Interesting concept...
David, you have touched on this idea before, and I find it very interesting : If gold were to rise 3 fold, would the pen values likewise rise 3 fold? All of David's pens pictured are currently worth more than scrap value. As gold prices go up, the gap between collectible value and scrap value certainly shrinks, making even collectible, desirable solid gold pens prone to scrapping ie. when market value equals the scrap value. We have seen this occur in the market with Skyline Performance prices over the past 8 years.
Now, if gold were to go up 3 fold, I think scrapping ethics would be the least of our problems.
Regards,
George
I'll take a strong stand on the highlighted question.
The answer is... no.
When pens were of low value (1970's) and gold spiked, or maybe in the years preceding when gold had good value but pens really didn't, many pens lost their gold nibs.
If gold hits $3-4k, we will see the loss I suspect of most gold pens throughout the hobby. Those lovely fat 1940's Sheaffer's (plunger and TD era, though most-- all?-- with lever)? Gone. Skylines... all gone. Half gold Sheaffer Crest and Wahl Skylines? Gone. With nibs worth, what $100 then (you and Bob probably do more with pennyweight than I do), many/most pens will lose nibs. Waterman 552 1/2 LEC hand engraved, Sheraton, Smooth, whatever... gone.
No doubt collectors and dealers will try to bump prices to keep pace, and no doubt some dealers/collectors will say, "screw it, I bought it for $600, don't care if melt is $1800, it can stay in the tray with virtual value". But, most pens won't be able to keep pace and many pens will be lost. David Nishimura's comments about antique silver serving/tea sets with remarkably ornate work being melted willy nilly reflect this.
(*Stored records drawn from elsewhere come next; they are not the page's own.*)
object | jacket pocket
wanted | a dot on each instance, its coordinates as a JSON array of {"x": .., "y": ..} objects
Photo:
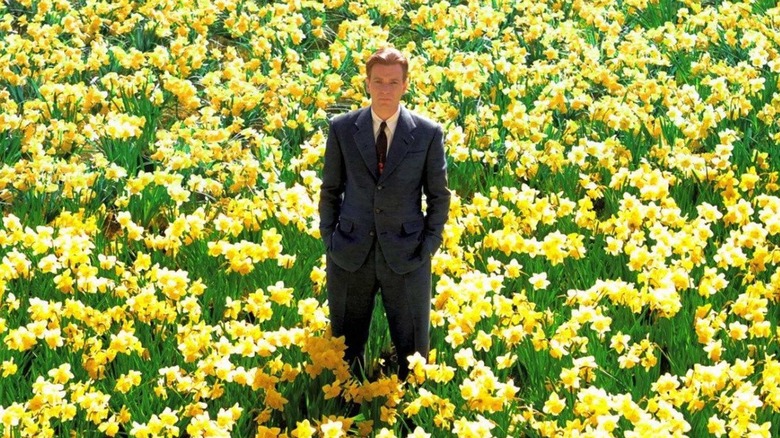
[
  {"x": 412, "y": 227},
  {"x": 346, "y": 225}
]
I saw it with coins back in 1979. I was a freshman in high school. The Hunt Brothers were at it. Silver hit $50, Gold hit $800. Family friend ran a big jewelry shop in town. Grandma and Aunt Bernices all across town were bringing in the coins squirreled away for decades to sell for melt. I worked after school sorting a thouaand bucks in face value silver every day for coins with numismatic value beyond melt and then dealing with sale of those items. Added some nice coins to my own collection too. But, i well recall how at the start of this an indian-head quarter-eagle ($2.50 gold coin) in lightly used condition was worth more than melt, but as gold skyrocketed the coin was reduced to melt. It was worth $180 (let's say) to collectors when gold was worth far less, but as melt value rose, there was no magic addition to collector value. Supply was same. Core demand was same. As prices bumped, demand did not rise, certainly, from the collector standpoint. The coins ended up trading largely ad bullion.
Difference for numismatists, was that bags of coins could trade as bullion (still do. You can buy $1000 face in silver pre 1965 US coins from Colorado Gold and many others), and gold coins in sleeves could trade as bullion. Many were melted, but many were traded "as melt" even though (lucky for us) they weren't physically melted. Pens will not be so lucky.
If the nuances of cachet (value in 1940, rarity today, etc) make a pen worth $500 to collectors, such a pen will not become $1400 demand just because gold rises.